Trace Finance plans to use the funding to deepen its product across FX, bank connectivity, compliance, and stablecoin settlement. Geographically, the company is targeting an expansion across Latin America, the United States, and the Asia-Pacific region.

The payments company also has new stablecoin products in development that would help to further integrate the local banking systems in Brazil and Latin America with global stablecoin liquidity.

Einar Braathen, a partner at funding round lead CoinFund, explained that the investment around was focused on the gap between blockchain settlements and local banking access. “Brazil is one of the largest and most operationally complex payment environments in the world, and Trace has built the regulated infrastructure that global blue-chip businesses are using to scale,” Braathen said in the announcement.

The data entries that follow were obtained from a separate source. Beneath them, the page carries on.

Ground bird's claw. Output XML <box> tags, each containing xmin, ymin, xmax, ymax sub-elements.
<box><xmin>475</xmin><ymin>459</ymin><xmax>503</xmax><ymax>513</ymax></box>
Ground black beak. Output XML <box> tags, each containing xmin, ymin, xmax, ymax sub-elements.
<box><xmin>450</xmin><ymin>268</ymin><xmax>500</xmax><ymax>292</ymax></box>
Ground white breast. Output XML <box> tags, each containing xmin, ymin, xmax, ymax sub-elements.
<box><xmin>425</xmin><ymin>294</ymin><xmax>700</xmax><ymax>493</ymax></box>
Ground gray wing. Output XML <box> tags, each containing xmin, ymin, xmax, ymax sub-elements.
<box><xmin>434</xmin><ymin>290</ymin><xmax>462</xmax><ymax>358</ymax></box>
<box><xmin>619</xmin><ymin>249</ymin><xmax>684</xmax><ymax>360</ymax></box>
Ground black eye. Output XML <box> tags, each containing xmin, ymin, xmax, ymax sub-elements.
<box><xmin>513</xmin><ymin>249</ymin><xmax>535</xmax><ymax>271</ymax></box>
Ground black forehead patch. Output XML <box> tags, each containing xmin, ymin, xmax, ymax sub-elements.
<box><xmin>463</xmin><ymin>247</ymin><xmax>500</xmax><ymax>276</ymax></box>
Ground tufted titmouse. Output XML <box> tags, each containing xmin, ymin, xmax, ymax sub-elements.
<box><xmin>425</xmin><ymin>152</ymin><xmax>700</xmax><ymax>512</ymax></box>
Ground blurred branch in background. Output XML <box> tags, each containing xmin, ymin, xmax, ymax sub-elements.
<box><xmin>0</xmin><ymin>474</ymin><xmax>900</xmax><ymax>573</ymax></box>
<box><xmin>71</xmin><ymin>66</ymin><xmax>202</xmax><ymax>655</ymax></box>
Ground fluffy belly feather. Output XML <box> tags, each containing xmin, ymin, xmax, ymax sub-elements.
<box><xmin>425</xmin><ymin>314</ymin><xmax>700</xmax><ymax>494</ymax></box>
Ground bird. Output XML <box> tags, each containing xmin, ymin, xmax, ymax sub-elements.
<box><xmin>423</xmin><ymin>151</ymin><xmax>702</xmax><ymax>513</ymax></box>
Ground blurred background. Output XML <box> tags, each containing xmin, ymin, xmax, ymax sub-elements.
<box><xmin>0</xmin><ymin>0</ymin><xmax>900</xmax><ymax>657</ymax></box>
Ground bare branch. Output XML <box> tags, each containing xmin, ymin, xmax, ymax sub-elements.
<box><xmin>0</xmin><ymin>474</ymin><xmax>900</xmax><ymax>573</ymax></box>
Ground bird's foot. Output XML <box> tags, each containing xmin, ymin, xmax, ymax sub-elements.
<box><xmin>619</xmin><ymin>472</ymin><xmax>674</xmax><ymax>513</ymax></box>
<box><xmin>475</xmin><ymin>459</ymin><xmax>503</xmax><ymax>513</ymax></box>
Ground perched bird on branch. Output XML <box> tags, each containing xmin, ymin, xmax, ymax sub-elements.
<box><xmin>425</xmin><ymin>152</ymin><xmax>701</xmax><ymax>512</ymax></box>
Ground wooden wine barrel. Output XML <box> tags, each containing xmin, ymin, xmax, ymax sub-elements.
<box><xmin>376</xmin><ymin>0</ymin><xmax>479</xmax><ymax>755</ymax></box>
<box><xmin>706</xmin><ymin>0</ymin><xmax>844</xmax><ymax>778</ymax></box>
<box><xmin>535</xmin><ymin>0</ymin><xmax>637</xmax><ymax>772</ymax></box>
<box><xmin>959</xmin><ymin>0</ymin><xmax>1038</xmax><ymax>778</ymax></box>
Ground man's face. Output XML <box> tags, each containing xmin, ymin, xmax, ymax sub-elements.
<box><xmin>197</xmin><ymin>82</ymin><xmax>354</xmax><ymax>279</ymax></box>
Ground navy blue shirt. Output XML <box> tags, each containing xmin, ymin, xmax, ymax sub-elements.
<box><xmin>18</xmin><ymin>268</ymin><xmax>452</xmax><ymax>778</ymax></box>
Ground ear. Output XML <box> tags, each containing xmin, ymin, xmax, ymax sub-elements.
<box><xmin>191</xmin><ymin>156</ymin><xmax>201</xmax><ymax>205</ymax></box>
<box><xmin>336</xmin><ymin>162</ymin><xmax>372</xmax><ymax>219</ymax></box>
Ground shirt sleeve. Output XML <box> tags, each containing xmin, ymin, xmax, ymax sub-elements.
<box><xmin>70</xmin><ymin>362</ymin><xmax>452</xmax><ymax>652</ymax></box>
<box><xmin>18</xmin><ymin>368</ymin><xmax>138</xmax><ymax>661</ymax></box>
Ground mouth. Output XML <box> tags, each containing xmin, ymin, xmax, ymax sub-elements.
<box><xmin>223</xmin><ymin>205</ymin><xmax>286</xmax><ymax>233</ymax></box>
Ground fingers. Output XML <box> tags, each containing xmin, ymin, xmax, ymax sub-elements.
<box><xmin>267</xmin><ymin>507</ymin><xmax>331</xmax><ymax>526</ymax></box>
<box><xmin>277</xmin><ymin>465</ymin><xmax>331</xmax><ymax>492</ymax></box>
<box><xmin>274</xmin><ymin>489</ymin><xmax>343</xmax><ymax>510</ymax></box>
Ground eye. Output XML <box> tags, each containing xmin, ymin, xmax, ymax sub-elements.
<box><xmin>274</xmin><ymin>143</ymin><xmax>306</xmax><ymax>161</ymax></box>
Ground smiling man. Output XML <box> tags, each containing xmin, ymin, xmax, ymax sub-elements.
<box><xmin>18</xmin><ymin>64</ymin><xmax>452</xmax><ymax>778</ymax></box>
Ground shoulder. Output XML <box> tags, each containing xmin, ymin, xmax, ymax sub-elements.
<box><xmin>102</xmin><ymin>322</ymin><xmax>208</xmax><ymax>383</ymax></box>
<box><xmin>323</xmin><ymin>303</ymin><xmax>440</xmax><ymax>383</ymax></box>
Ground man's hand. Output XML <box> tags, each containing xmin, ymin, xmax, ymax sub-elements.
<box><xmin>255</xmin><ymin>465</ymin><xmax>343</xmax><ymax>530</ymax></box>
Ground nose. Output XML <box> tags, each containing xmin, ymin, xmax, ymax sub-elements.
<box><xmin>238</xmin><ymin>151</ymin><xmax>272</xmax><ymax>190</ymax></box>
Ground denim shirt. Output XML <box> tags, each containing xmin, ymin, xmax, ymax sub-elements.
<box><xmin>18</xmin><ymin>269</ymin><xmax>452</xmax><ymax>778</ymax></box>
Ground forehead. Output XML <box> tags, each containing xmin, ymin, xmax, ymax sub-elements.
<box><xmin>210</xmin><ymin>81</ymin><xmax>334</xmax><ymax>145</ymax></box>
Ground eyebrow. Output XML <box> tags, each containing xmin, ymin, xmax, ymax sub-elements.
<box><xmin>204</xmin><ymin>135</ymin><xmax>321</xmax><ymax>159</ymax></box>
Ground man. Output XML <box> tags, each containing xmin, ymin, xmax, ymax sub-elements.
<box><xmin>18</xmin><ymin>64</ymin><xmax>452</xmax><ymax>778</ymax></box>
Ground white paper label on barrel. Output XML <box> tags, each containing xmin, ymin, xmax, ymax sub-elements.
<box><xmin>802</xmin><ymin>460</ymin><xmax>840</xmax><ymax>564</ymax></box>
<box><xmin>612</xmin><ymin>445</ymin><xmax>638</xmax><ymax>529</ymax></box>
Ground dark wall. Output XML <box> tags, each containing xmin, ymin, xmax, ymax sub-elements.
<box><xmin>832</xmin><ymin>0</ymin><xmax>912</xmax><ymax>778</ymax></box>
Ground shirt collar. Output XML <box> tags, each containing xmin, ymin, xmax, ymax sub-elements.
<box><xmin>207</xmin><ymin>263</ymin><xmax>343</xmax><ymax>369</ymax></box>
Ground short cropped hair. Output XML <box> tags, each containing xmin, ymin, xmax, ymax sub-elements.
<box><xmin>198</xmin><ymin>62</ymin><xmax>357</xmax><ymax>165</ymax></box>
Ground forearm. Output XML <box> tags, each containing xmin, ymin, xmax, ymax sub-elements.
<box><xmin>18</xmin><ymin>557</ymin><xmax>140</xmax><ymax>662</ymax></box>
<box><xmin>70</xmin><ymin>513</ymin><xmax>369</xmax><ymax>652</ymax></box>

Brazil ranks among the top five countries globally for stablecoin infrastructure concentration, according to the Trace Finance statement. The country only recently classified the transfer of digital assets across borders as foreign exchange operations, in a regulatory shift that pushes more volume from institutional transactions toward banking providers and away from non-bank alternatives.

Trace built its compliance and banking stack within this complex and unique FX market and environment. “Stablecoins alone do not solve cross-border payments. Stablecoins plus regulated local bank infrastructure does,” CEO Brites said in the company’s press release.

Trace’s previous milestone of attaining over $10 billion in volume gives the company a set track record, however, scaling the infrastructure in place across multiple countries with different laws regarding FX and on-chain payments integration with local banking will offer a different challenge from operating in a singular market.